Vielleicht schließt sich da wieder ein Kreis. Schröder war natürlich auch einer der 800 Gäste in Hamburg, saß zusammen mit den Repräsentanten des heutigen Deutschlands – dem Bundespräsidenten Roman Herzog, dem Bundestagspräsidenten Thierse – neben den Heroen der 70er Jahre: dem ehemaligen US-Außenminister Henry Kissinger, dem einstigen französischen Staatspräsident Valery Giscard d'Estaing und dem früheren britischen konservativen Premier Edward Heath. Im Unterschied zu Schröder übrigens alles Freunde von Schmidt, wie sie nicht müde wurden zu betonen.
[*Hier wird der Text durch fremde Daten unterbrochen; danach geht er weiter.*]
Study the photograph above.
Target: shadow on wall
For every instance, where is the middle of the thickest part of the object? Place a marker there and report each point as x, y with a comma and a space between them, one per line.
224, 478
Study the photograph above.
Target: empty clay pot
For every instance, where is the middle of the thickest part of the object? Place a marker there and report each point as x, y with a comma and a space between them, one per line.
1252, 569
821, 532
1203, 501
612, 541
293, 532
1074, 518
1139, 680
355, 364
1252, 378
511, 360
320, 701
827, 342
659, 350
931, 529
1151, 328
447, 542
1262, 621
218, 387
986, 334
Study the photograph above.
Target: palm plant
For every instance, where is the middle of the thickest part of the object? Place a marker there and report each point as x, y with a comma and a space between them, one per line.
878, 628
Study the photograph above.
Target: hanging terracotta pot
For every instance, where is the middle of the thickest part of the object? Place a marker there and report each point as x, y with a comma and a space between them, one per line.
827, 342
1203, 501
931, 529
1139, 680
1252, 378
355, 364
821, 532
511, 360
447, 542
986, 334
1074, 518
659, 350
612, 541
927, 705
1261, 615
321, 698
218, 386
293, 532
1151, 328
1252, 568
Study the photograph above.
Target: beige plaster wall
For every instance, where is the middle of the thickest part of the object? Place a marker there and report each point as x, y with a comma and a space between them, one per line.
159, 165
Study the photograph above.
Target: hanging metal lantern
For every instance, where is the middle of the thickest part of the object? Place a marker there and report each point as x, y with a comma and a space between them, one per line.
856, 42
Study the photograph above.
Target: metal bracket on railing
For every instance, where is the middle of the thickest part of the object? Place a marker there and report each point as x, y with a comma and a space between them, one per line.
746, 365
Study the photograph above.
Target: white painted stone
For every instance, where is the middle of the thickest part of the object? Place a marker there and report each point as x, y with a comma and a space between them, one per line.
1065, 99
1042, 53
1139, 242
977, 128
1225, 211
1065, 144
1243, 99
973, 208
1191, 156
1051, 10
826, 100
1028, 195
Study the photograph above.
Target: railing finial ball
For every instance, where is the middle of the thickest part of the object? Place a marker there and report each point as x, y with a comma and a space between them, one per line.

Schröder, immerhin, setzt auf späte Liebe: Seine Orientierung an Schmidt sei früher „unwillig“ gewesen und heute „freiwillig“. Früher, das war, als Helmut Schmidt Leute wie den Vorsitzenden der Jungsozialisten, Gerhard Schröder, noch mit Kalauern wie diesem überzog: „Ihr bestreitet alles, nur nicht euren Lebensunterhalt.“

Es war der neue Kanzler, der Schmidt an diese Episode erinnerte. Vielleicht gehört es tatsächlich zu Schröders größten Stärken, wichtige Feinde mit breitem Grinsen umarmend zu entwaffnen. Und zumindest an diesem Nachmittag und in diesem Theater war Helmut Schmidt wichtig. Deswegen wohl versicherte ihm Schröder bei der Gelegenheit, die deutsch-franzsische Achse exakt so zu pflegen, wie Schmidt dies getan habe. Ob das auch stimmt? An einem anderen Tag, in einem anderen Saal und vor anderen wichtigen Leuten dürfte Schröder seine Außenpolitik auch wieder anders charakterisieren. So ist er halt und damit so ganz anders als der Jubilar. Der hat sich immer an Maximen orientiert, die beim Philosophen Immanuel Kant entlehnt waren und etwa so aussahen: „Politik ist pragmatisches Handeln zu sittlichen Zwecken.“ Marion Gräfin Dönhoff, der Schmidt seit 1982 als Mitherausgeber der Zeit beisteht, hat ihm dies zugeschrieben. Geradlinig bis zur Verbohrtheit, so erlebt sie ihn bis heute in der täglichen Arbeit. „Ich muß meine Vorurteile schützen“, habe er einmal in der Redaktionskonferenz ausgerufen, „wo bliebe denn sonst der Charakter!“

Immer wieder betonen die Lobredner, allen voran Roman Herzog, „Geradlinigkeit, Verläßlichkeit und Integrität“ des Altkanzlers. Und da Gerhard Schröder vom Jubilar nur zwei Plätze entfernt sitzt, gerät auch er oft ins Blickfeld, denken die Gäste zwangsläufig auch an ihn. Der Vergleich geht nicht gut aus für Schröder. Beinahe scheint es, als rühre Helmut Schmidt in dieser Wunde auch gerne selbst noch ein wenig herum. Etwa dann, wenn er über Epochenwechsel und Zeitenwenden spricht, wenn er „die Implosion der imperialistischen Sowjetunion“ mit der „Öffnung Chinas“ und dem „Beginn des Euro“ in Verbindung setzt. Wenn er also schlicht das 21. Jahrhundert für „längst eröffnet“ erklärt und auf diese Weise daran erinnert, von welchem vergleichsweise kleinen Kaliber die Einlassungen des heutigen Regierungschefs so oft sind.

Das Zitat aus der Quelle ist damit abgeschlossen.